Bottazzi lo squadrò dal basso all’alto:

«Sai che il militare ti fa bene? Capelli corti, barba fatta, la divisa poi… chissà quanta figa, eh?»

«Ehh, sapesse…»

«Sei un ragazzaccio!» e gli batte un colpo sul braccio.

«Piuttosto, Celso è disperato, ha saputo del suicidio dal De Marchi, lo chiama zio Rico, è di casa sembra…»

«Bel parente… ma non sono imparziale. Americo mi fregò una certa signorina, una ventina d’anni fa, e la cosa ancora mi brucia. Oltretutto la mise incinta e la mollò in mezzo a una strada, povera Elvira!»

«Vabbè, Celso dovrà rassegnarsi, lo congederanno…»

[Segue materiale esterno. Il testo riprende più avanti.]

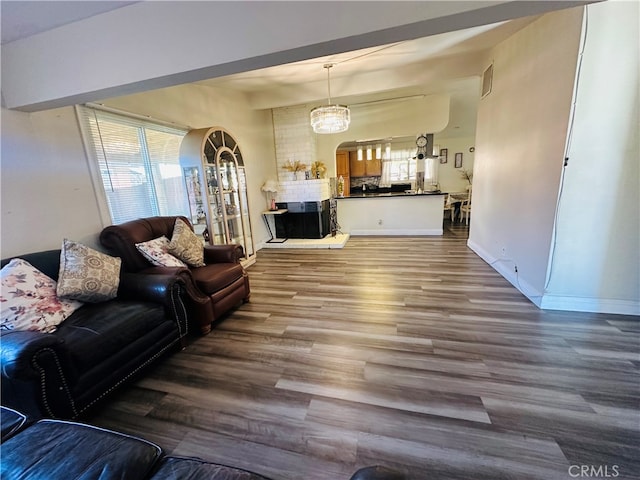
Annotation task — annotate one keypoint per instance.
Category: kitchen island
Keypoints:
(396, 213)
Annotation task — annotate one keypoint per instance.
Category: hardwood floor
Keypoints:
(407, 352)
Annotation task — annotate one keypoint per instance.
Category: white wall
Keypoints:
(520, 139)
(596, 256)
(47, 193)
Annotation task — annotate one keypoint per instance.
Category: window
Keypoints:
(402, 167)
(139, 164)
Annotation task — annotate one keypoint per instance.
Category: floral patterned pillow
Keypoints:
(186, 245)
(86, 274)
(28, 299)
(157, 252)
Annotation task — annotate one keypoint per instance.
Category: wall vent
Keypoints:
(487, 80)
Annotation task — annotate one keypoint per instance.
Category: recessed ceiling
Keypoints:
(444, 63)
(21, 19)
(447, 63)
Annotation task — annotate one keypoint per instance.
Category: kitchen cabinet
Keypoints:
(342, 169)
(215, 177)
(364, 168)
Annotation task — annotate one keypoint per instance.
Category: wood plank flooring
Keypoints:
(407, 352)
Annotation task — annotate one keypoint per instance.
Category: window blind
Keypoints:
(139, 164)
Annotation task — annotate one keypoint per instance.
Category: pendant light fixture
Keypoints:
(330, 118)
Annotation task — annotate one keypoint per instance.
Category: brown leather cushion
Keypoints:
(216, 276)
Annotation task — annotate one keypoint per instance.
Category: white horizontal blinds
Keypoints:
(164, 156)
(139, 164)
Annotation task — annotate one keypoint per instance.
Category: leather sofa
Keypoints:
(96, 349)
(211, 291)
(62, 450)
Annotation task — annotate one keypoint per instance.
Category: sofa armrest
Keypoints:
(19, 348)
(151, 288)
(223, 253)
(165, 289)
(37, 374)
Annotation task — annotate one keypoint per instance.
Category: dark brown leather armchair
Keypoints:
(212, 290)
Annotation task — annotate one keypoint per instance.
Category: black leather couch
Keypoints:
(96, 349)
(62, 450)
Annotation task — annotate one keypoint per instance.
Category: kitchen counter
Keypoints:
(374, 194)
(391, 213)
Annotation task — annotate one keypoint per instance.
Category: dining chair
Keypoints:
(465, 207)
(449, 207)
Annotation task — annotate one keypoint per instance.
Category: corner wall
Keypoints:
(595, 263)
(520, 141)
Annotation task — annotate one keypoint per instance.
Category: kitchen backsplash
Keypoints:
(357, 182)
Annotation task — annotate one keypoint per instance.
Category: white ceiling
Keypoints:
(424, 66)
(22, 18)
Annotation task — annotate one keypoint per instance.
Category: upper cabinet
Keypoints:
(217, 187)
(342, 170)
(342, 163)
(364, 167)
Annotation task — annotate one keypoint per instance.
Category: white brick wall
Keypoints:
(294, 138)
(303, 191)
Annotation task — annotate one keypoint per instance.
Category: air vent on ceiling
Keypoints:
(487, 80)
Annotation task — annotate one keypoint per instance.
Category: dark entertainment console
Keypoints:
(303, 220)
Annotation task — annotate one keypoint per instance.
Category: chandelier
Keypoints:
(330, 118)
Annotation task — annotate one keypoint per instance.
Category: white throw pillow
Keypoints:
(28, 299)
(186, 245)
(157, 252)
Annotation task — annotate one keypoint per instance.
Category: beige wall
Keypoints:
(449, 177)
(199, 106)
(47, 188)
(47, 193)
(392, 119)
(520, 140)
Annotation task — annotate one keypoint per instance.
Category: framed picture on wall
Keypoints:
(443, 155)
(458, 160)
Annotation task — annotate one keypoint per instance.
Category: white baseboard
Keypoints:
(505, 268)
(595, 305)
(398, 232)
(555, 302)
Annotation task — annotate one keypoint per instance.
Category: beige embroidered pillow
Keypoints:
(186, 245)
(86, 274)
(156, 251)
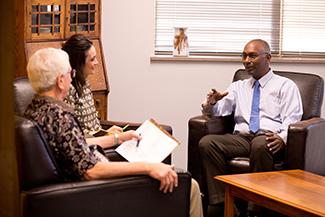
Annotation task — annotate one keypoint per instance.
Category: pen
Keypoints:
(138, 142)
(126, 126)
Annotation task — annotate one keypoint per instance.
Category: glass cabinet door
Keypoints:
(82, 17)
(45, 19)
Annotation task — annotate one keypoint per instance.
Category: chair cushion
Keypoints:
(34, 157)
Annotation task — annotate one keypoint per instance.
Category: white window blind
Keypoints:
(217, 27)
(303, 27)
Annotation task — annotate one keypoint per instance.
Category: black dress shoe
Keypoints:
(253, 214)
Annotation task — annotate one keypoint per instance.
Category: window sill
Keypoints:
(233, 59)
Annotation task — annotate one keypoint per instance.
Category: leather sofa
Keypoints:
(305, 143)
(44, 192)
(24, 93)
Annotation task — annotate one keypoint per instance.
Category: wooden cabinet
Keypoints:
(48, 23)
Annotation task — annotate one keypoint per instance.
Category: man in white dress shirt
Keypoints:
(278, 105)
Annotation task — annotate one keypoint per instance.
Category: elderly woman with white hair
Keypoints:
(50, 75)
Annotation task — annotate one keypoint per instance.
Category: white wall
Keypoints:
(168, 92)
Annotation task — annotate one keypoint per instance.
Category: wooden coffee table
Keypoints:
(291, 192)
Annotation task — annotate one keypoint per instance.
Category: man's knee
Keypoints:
(204, 144)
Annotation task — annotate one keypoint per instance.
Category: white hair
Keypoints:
(44, 67)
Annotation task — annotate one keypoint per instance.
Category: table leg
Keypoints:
(229, 203)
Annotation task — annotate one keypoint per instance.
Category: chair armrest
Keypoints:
(306, 146)
(118, 197)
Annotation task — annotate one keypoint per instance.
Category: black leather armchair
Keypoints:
(306, 139)
(24, 93)
(43, 191)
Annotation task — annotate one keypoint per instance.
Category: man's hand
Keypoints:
(165, 174)
(214, 96)
(125, 136)
(276, 142)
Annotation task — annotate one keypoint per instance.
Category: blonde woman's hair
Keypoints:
(44, 67)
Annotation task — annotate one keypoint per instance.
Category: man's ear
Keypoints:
(60, 81)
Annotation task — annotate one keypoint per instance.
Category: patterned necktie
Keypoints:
(254, 122)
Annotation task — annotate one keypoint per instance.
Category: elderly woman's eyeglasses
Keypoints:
(73, 73)
(251, 55)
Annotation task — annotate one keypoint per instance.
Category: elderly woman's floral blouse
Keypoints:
(64, 135)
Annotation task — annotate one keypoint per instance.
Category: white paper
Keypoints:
(154, 146)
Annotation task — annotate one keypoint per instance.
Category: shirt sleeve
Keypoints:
(291, 107)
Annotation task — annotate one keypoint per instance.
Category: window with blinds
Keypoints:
(216, 27)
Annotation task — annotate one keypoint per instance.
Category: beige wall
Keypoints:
(169, 92)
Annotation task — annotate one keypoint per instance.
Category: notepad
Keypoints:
(156, 144)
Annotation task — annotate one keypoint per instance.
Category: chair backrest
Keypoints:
(311, 89)
(23, 94)
(36, 164)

«E finirà sul lastrico per pagare i debiti, magari è tanto onesto da accettare l’eredità…»

 

Dario era già risalito in bicicletta e stava salutando Bottazzi quando l’avvocato lo trattenne. Uscendo da un altro crocchio di persone sul sagrato, s’era avvicinato un signore sulla cinquantina, tondo, lobbia calcata in testa.

«Avvocato! Anche lei ai funerali!» si strinsero la mano e Bottazzi fece le presentazioni.

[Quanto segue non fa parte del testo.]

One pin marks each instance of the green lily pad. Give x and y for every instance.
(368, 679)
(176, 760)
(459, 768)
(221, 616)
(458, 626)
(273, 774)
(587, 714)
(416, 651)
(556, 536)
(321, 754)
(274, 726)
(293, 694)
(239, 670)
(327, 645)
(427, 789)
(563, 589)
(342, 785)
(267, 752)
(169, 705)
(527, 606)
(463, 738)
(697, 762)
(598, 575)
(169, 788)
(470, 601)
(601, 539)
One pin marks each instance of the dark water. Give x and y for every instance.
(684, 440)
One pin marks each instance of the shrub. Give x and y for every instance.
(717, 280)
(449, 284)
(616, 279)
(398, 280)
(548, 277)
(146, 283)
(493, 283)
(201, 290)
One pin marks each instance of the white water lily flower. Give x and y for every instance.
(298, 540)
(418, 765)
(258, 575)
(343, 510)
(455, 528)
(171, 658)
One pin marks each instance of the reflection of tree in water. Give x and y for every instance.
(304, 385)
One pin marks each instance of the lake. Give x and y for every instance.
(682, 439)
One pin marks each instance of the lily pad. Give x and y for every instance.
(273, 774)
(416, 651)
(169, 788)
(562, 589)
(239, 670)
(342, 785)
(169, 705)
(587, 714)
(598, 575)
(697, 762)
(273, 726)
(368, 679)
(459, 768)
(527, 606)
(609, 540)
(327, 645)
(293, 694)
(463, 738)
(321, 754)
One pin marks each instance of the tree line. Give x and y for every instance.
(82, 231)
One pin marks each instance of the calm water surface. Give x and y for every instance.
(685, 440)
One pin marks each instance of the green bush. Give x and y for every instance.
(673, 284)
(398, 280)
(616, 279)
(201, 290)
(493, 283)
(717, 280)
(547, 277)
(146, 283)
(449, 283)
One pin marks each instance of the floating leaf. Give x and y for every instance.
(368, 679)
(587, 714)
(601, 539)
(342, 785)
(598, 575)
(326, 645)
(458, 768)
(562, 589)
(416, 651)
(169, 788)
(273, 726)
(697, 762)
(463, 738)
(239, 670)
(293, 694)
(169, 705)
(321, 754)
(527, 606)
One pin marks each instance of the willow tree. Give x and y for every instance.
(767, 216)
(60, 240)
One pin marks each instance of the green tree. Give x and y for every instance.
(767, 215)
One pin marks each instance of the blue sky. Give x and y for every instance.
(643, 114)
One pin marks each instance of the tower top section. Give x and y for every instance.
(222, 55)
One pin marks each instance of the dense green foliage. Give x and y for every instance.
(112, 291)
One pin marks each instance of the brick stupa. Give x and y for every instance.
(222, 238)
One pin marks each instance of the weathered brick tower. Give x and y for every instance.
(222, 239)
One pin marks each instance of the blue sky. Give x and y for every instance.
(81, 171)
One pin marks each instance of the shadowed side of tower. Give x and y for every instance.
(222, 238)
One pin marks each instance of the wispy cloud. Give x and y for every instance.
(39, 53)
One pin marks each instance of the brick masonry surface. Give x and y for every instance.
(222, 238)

Dottor Bedeschi. Medico della Federazione fascista, come testimoniava la cimice luccicante sul bavero.

«I camerati se ne vanno, la vecchia guardia cede il passo, e questi giovani? Che fanno? Lei è fratello di Guido, vero? Bravo ragazzo, ottimo tecnico!»

Il dottor Bedeschi aveva già presentato le sue credenziali. Era un coglione. Punto.

Incurante della risposta, proseguì la sua dichiarazione:

«Vecchi camerati, è il tempo, una volta venivano da me per lo scolo, gran chiavatori! Adesso, poveretti! Ci manca solo l’autopsia! Fontana poi, con quello che gli era successo! Senza un piede…»

Bottazzi socchiuse appena gli occhi:

«È stato lei a…»

«L’han trovato a San Prospero e m’han chiamato… troppo tardi, che fine! Deve aver sofferto come un cane, all’ultimo istante deve aver pensato, chissà, s’è divincolato tanto che s’era staccata la protesi,! Un fascista si tira un colpo in testa, altro che una corda a un trave… mah…»

Non ci sono più i camerati di una volta. Ma Dario lo pensò solo, gli era bastato già il casino dell’altra volta, Bedeschi sapeva chi era e non era il caso di sfidare la sua sorte di felice imboscato.

«Guardi, Bottazzi…» e indicò una signora che stava salendo su un‘auto in attesa.

«Guardi la Gagliardi, che stacco di gamba, che stile! Fortunato quel marito…»

«E non solo quello…» strizzò l’occhio Bottazzi, salutandolo.

«Omaggi al fratello…»

Va a cagare, fascista.

 

«Ma chi è quel tipo?»

«Bedeschi? Un fallito totale, un medico dei morti, l’hanno messo in federazione per toglierlo dai guai. Serve un lavoro sporco? Bedeschi…»

«E la signora Gagliardi? Bedeschi ha ragione…»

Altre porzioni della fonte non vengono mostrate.